There are several limitations in our study. We tested the injection only in cadavers, so we could not evaluate real clinical outcomes and potential adverse effects. Possible complications include allergic response, vascular spreading of injected material, infection of the injection site and subdural spreads in cervical facet joint injection.11 Cervical spinal intervention may cause several complications such as infection, seizure, total spinal block, nausea, vomiting, headache, respiratory distress, hypotension and spinal cord injury. Among these, serious complications are usually caused by intravascular or intradural injection. However, in ultrasound-guided injections with in-plane approach, the operator can sensitively detect the vascular system and monitor the placement of the needle tip, minimizing the risk of serious complications. Another limitation is the small number of cadavers. However, we confirmed correct spreading of contrast media via fluoroscopic view in all cases, further study dealing with more cases is needed to reinforce our findings. Finally, we tested ultrasound-guided injection accuracy only by fluoroscopic view, and did not dissect cadaver. We chose fluoroscopy confirmed method because it is most commonly used for routine spinal interventions and is perceived as the standard protocol in clinical setting. While fluoroscopy is the routine method of spinal intervention, dissection of cadaver is more accurate and can assess damage of nearby structures.

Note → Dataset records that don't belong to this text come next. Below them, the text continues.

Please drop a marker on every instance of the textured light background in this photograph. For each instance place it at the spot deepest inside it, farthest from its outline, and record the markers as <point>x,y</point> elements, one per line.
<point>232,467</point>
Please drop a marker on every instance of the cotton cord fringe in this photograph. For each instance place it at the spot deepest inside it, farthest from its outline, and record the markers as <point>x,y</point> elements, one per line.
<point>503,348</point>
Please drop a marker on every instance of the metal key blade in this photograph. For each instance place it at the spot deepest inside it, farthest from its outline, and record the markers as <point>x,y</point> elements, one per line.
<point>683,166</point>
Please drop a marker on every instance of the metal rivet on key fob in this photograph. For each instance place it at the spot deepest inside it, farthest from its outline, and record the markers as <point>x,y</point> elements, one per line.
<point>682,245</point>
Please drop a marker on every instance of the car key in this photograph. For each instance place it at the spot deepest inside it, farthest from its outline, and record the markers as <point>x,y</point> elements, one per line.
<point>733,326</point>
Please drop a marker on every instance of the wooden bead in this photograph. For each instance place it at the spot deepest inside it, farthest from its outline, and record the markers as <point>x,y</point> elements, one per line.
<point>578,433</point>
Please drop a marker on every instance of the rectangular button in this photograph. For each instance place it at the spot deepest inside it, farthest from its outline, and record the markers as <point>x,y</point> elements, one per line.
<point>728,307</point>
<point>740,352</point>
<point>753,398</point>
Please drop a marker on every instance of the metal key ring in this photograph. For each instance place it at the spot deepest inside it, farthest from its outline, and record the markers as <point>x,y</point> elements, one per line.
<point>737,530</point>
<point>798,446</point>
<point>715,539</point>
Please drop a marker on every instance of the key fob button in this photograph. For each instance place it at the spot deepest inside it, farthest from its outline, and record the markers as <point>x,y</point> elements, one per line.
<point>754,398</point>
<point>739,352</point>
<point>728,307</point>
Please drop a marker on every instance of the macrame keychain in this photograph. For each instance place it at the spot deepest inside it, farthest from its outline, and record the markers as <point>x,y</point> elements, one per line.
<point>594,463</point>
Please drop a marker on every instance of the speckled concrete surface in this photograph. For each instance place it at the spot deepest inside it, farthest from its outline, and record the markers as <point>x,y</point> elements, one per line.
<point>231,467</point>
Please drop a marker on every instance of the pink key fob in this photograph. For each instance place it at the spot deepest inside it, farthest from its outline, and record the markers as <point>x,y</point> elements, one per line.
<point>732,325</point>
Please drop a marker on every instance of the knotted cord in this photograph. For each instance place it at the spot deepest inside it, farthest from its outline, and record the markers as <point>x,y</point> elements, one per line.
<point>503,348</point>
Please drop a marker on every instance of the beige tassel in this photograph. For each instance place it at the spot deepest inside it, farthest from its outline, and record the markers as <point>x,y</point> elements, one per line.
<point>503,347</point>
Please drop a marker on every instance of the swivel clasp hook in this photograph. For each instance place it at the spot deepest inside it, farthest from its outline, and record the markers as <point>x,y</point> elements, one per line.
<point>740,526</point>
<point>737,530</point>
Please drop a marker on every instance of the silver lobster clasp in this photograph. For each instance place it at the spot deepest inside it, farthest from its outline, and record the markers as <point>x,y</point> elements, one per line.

To the best of our knowledge, this is the first study about ultrasound-guided atlanto-occipital joint injection. We demonstrated its feasibility by fluoroscopic examination. Based on this cadaveric study, we anticipate that further research dealing with management of atlanto-occipital joint pathology will be undertaken.

CONCLUSION

We demonstrated the feasibility of ultrasound-guided atlanto-occipital joint injection in the cadaveric study.

ACKNOWLEDGEMENTS

The donated cadavers for this research was supported by Catholic Institute for Applied Anatomy, College of Medicine, The Catholic University of Korea. We thank the spirits of all people who donated their bodies.